An ad placed in today's Morning Call by a wing of the Service Employees International Union calls on Browne, R-Lehigh, to resist cuts in programs serving children or veterans.
The ad calls on Browne to ''put the people of the Lehigh Valley first'' by ''rejecting the right-wing conservative ideology of Rick Santorum and Newt Gingrich, which is alive and well in central and western Pennsylvania.''
The ad also calls on Browne to ''say no to outside extremists and stop budget cuts that hurt Lehigh County.''
Union officials said they were referring to Senate President Pro Tempore Joe Scarnati, R-Jefferson; Appropriations Committee Chairman Jake Corman, R-Centre; Education Committee Chairman Jeffrey Piccola, R-Dauphin; and Sen. John Eichelberger, R-Blair, vocal social conservatives.
The union, which represents 15,000 workers affected by the cuts, says it's targeting Browne and two other moderate Republicans: Sens. Edwin B. Erickson, R-Chester, and John Rafferty, R-Montgomery, in the hope of getting them to break with their leadership on cuts to those programs.
''Our schools and kids are more important than any political agenda,'' said George Ricchezza, leader of the Philadelphia-based branch of the union.
Browne said the Republican majority Senate had not singled out the programs.
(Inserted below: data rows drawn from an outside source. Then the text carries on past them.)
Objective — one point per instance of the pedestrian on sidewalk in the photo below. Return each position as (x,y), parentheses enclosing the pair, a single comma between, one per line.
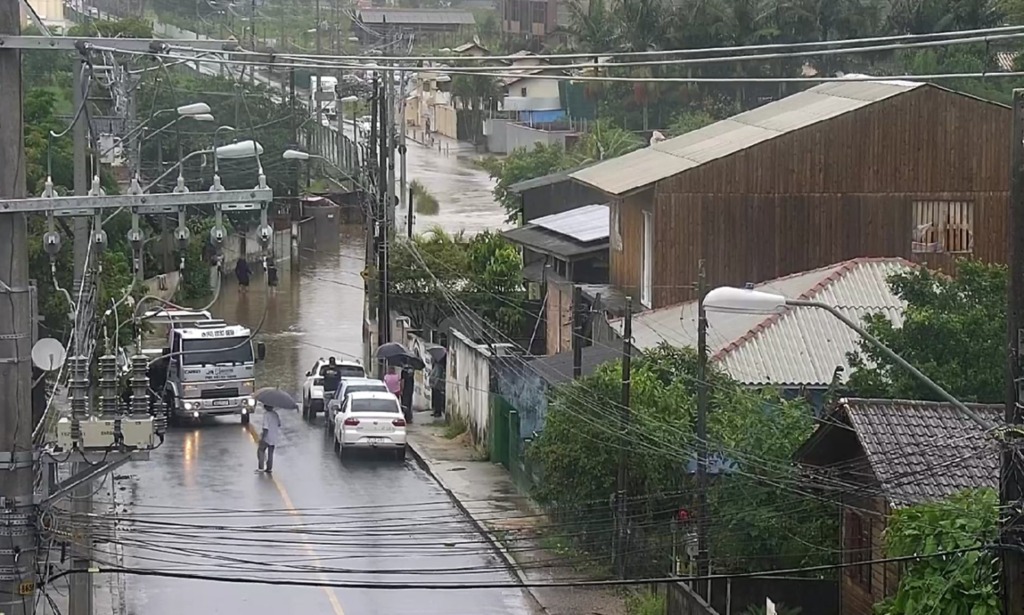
(437,389)
(269,438)
(243,273)
(407,393)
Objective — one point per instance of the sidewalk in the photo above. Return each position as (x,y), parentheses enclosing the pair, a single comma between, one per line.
(484,491)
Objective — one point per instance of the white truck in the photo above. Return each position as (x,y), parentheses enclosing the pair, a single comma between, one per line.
(207,366)
(323,91)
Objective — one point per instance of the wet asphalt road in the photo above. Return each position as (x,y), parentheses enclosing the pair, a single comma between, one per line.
(199,507)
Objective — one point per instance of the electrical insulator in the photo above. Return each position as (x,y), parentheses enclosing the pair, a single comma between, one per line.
(265,234)
(51,243)
(99,239)
(217,234)
(181,234)
(135,238)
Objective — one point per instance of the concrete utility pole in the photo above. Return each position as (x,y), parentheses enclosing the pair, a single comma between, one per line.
(624,426)
(577,340)
(17,555)
(1012,475)
(704,560)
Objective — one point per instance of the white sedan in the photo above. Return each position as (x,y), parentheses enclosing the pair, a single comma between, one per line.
(371,421)
(312,388)
(347,386)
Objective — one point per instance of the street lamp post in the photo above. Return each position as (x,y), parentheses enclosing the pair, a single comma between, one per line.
(749,301)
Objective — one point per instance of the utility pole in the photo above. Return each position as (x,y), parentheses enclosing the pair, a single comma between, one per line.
(17,555)
(704,561)
(80,585)
(1012,475)
(577,339)
(624,426)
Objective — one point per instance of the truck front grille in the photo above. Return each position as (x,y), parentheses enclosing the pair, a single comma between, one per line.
(218,393)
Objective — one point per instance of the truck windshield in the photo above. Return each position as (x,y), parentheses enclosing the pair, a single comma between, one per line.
(221,350)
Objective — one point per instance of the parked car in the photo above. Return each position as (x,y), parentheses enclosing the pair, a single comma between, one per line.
(371,421)
(347,386)
(312,388)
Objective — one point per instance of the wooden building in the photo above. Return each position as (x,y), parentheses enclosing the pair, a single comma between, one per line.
(890,454)
(843,170)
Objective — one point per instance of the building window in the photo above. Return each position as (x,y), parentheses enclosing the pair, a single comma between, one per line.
(943,226)
(858,548)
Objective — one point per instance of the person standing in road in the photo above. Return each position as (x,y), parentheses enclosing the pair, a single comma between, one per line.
(332,379)
(407,393)
(393,382)
(243,272)
(269,438)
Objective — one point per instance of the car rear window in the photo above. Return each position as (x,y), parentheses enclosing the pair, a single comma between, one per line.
(376,405)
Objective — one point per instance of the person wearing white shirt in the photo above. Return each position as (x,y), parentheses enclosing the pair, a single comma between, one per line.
(269,438)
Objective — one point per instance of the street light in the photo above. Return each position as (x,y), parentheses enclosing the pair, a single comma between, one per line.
(730,300)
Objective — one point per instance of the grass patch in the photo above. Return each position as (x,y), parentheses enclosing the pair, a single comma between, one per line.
(645,603)
(455,427)
(423,201)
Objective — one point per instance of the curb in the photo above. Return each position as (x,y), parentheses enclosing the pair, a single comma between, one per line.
(502,551)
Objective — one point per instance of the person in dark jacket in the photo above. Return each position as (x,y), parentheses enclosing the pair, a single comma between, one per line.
(244,273)
(407,393)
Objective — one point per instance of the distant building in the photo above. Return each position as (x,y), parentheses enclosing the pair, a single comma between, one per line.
(441,27)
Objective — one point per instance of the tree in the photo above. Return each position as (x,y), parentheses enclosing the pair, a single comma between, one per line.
(520,165)
(953,331)
(431,270)
(960,583)
(754,524)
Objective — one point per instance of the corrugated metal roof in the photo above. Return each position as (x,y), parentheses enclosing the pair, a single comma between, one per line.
(672,157)
(923,450)
(541,239)
(799,347)
(436,16)
(585,224)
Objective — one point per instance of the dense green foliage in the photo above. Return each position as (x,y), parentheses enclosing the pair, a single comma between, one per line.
(961,583)
(953,331)
(757,522)
(482,271)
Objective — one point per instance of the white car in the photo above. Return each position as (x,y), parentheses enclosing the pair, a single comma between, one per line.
(347,386)
(312,389)
(371,421)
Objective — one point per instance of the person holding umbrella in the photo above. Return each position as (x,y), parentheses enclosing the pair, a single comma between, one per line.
(270,434)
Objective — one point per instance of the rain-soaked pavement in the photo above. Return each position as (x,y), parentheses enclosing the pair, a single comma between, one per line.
(199,507)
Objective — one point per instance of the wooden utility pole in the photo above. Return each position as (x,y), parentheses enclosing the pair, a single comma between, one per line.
(624,426)
(577,339)
(17,520)
(704,561)
(1012,475)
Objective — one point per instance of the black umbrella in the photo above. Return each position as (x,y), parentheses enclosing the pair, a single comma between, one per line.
(437,353)
(386,351)
(275,398)
(407,360)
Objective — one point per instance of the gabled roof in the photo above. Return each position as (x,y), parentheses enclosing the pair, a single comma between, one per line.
(798,347)
(918,450)
(667,159)
(417,16)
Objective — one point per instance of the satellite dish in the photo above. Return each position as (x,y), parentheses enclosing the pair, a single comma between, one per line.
(48,354)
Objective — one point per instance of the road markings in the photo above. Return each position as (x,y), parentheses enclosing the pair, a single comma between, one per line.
(331,596)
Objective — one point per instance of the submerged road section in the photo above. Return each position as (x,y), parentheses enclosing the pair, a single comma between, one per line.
(198,507)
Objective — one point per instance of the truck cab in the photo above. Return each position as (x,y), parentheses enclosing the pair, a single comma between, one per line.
(208,365)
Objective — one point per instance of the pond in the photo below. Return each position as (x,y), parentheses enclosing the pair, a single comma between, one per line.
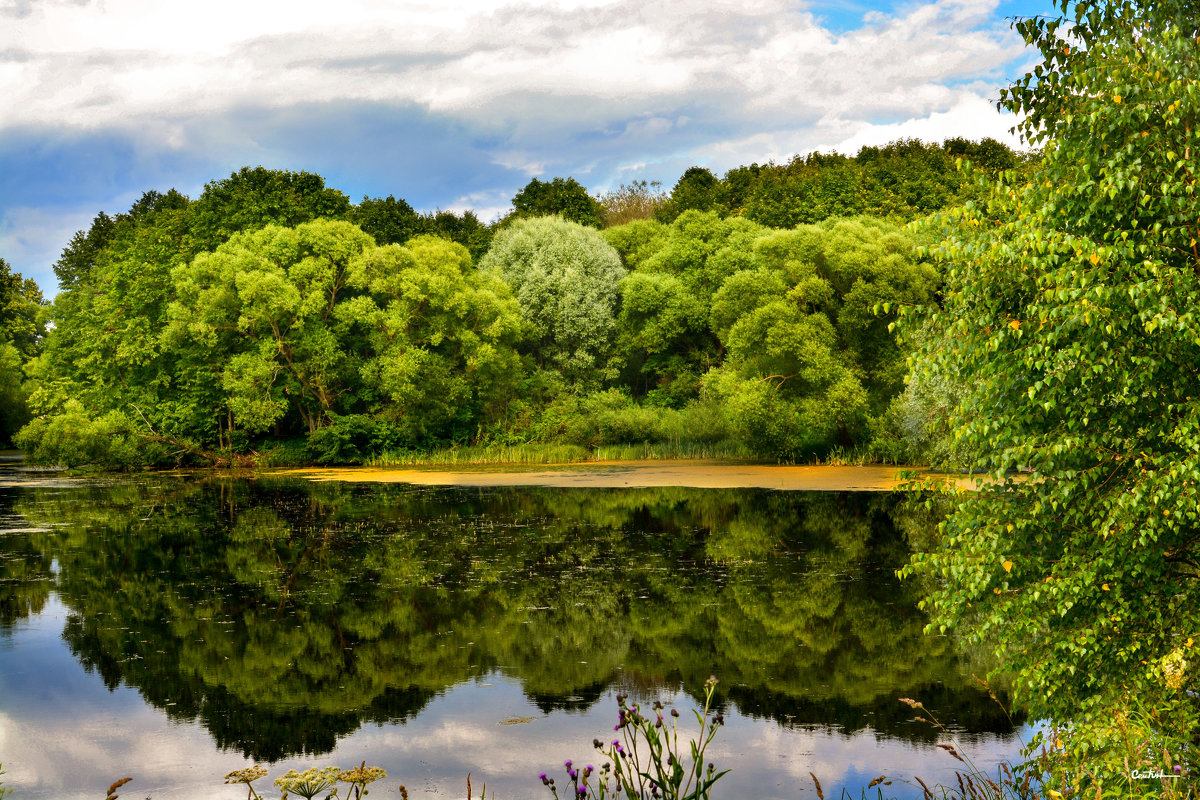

''We're trying to accommodate spending priorities within the revenue capacity that we have this year,'' said Browne, chairman of the Senate Finance Committee.
Browne said he's supported early childhood education programs in the past and plans to continue supporting them. But ''if we make bad decisions now, we won't have the resources to pay for any of this.''
Gov. Ed Rendell vetoed funding for early-childhood, subsidized day care and Head Start and scores of other state programs last month when he signed an $11 billion ''bridge'' budget into law.
Rendell has said the move was partly intended to force lawmakers to reach a settlement on a completed budget. He opposes the cuts included in a Republican budget proposal, which he says will cripple those social service programs.
Budgetless since July 1, Pennsylvania is the only state in the nation without an approved spending plan for 2009-10.